Twitter user @JanniAreYouOkay tweeted on Sept. 16, “Cane’s fired me.” She then said its famous secret sauce is just “mayo, ketchup, Worcestershire sauce, black pepper [and] garlic powder.”

The tweet was retweeted and favorited thousands of times when the teen decided to update her followers with the exact measurements of the ingredients in the recipe and a picture of her own homemade version of the sauce, reports Fox 7 Austin.

Two days later, Raising Cane’s tweeted, “Did you know that only our Restaurant General Managers are told the secrets of our Cane’s Sauce? Now you know!”

Since the tweet with the recipe was shared, other Twitter users have said that they’ve tried the recipe and had success.

After the incident, The Employer Handbook shared basic tips on how to stop a former employee for sharing your trade secrets on social media.

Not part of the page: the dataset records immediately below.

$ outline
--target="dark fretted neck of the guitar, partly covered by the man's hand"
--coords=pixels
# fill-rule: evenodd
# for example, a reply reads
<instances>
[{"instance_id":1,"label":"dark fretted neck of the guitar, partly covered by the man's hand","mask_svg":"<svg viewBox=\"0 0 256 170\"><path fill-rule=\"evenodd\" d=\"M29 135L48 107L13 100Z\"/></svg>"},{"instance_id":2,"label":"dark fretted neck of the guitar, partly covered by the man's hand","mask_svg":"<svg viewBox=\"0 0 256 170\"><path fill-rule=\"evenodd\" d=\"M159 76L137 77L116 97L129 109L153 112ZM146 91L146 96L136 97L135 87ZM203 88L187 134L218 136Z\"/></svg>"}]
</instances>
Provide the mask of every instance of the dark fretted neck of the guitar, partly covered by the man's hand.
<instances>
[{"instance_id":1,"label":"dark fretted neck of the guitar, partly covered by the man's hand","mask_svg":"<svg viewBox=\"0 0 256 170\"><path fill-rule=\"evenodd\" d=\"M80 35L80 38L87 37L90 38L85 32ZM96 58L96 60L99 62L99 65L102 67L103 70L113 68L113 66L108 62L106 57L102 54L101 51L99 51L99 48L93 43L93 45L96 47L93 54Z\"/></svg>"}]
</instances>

  1. Protect your trade secrets. Make sure that you are taking prophylactic measures to make sure that information that is supposed to be confidential remains that way. A handbook provision is good. Training is good. A non-disclosure agreement is good.
  2. Label trade secrets and confidential information. That way employees don’t have to guess.
  3. Remind your employees not to share trade secrets and other confidential information. Yeah, I know. That seems kinda, “duh.” But, you’d be surprised the number of companies that take this for granted.
  4. Limit access to confidential information. Confidential information should be shared only with those employees who need access. And make sure that those employees safeguard those trade secrets
  5. Have a plan for offboarding. Require that all confidential information (and copies) be returned. Remind soon-to-be former employees that they cannot share confidential information. Make them sign a document reaffirming their obligation to not to share.